Deutschlandweite Entwicklung: Stabilität für Gewerbeimmobilien auf niedrigerem Niveau

Deutschlandweit zeigt sich der Büromarkt insgesamt stabil, allerdings auf einem niedrigeren Aktivitätsniveau als noch vor einigen Jahren. Der Flächenumsatz in den wichtigsten Metropolen bewegt sich weiterhin unter den langjährigen Durchschnittswerten.

Ein wesentlicher Faktor ist das Ausbleiben großer Einzelabschlüsse. Während kleinere und mittlere Anmietungen stabil bleiben, fehlen vielerorts die großvolumigen Deals, die in der Vergangenheit für hohe Gesamtumsätze gesorgt haben.

Zugleich bleibt natürlich die wirtschaftliche Unsicherheit ein prägender Einflussfaktor. Unternehmen agieren vorsichtiger, treffen Entscheidungen später und setzen stärker auf flexible Lösungen.

Transformation des Bestands gewinnt an Bedeutung

Die aktuelle Marktlage führt zu einer grundlegenden Neubewertung von Büroimmobilien.

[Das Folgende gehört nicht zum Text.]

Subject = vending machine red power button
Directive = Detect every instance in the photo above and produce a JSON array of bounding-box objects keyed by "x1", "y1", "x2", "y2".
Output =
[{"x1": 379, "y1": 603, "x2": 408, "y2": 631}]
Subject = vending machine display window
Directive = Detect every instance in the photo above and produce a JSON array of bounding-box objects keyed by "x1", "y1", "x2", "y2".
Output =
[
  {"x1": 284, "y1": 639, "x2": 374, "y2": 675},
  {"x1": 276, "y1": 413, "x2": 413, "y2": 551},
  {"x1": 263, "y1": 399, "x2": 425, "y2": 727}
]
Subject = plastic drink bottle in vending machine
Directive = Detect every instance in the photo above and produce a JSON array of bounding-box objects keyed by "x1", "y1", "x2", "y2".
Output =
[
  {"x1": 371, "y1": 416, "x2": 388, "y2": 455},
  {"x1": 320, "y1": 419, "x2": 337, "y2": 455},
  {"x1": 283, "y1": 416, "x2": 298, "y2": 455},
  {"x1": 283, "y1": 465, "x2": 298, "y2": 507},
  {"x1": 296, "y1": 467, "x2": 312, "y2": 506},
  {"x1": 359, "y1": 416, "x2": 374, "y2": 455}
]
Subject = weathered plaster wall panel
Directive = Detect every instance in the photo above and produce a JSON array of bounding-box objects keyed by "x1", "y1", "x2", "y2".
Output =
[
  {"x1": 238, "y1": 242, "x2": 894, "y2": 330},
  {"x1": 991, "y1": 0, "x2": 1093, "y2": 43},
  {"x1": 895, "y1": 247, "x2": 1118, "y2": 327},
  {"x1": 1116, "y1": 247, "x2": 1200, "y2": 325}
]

Nicht mehr die reine Flächenquantität entscheidet, sondern die Qualität, Flexibilität und Nachhaltigkeit der Gebäude.

Gefragt sind flexible Grundrisse, moderne technische Ausstattung, energieeffiziente Gebäudekonzepte und eine hohe Aufenthaltsqualität. Gleichzeitig gewinnt die Revitalisierung bestehender Gebäude zunehmend an Bedeutung.

Gerade in Berlin zeigt sich, dass viele ältere Bürogebäude nicht mehr den Anforderungen moderner Nutzer entsprechen. Umbauten, Umnutzungen und energetische Sanierungen werden damit zu zentralen Bausteinen der weiteren Marktentwicklung.

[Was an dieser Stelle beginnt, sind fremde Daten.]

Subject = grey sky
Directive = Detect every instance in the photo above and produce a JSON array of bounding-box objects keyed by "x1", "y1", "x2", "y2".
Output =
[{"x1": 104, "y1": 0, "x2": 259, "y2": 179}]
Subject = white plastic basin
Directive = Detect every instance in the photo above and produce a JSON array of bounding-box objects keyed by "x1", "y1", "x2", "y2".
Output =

Stabilisierung auf bescheidenem Niveau: Ein Markt im strukturellen Wandel

Für die kommenden Jahre zeichnet sich eine Stabilisierung auf einem neuen Niveau ab. Der Leerstand dürfte kurzfristig weiter steigen, während sich die Flächenumsätze mittelfristig konsolidieren könnten.

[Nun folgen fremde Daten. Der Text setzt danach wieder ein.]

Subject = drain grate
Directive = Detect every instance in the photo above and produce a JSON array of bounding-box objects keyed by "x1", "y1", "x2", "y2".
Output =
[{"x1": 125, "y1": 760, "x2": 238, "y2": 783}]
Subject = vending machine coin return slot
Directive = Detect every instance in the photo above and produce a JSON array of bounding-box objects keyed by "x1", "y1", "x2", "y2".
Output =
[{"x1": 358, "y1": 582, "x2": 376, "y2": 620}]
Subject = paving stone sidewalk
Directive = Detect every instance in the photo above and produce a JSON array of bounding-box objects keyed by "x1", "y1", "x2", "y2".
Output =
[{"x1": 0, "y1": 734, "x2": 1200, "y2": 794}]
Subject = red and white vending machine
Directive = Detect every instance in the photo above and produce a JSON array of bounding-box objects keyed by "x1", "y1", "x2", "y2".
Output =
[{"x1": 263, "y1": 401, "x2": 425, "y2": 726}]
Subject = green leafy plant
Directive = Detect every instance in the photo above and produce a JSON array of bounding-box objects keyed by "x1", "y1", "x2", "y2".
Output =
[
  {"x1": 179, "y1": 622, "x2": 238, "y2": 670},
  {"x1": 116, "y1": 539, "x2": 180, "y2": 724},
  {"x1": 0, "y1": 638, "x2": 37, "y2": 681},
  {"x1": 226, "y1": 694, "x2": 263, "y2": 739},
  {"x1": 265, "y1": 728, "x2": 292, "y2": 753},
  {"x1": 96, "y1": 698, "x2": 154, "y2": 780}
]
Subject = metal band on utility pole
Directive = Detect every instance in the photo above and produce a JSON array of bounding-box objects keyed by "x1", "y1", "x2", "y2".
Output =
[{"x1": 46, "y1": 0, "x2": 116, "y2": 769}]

Der Büromarkt wird dabei selektiver und differenzierter. Gefragt sind vor allem hochwertige, nachhaltige und flexibel nutzbare Flächen in guten Lagen.

Berlin und die anderen deutschen Metropolen stehen damit geradezu bildlich für eine Entwicklung, die weit über den nationalen Kontext hinausreicht: weniger Fläche, höhere Qualität; und ein klarer Fokus auf die Bedürfnisse der Nutzerinnen und Nutzer.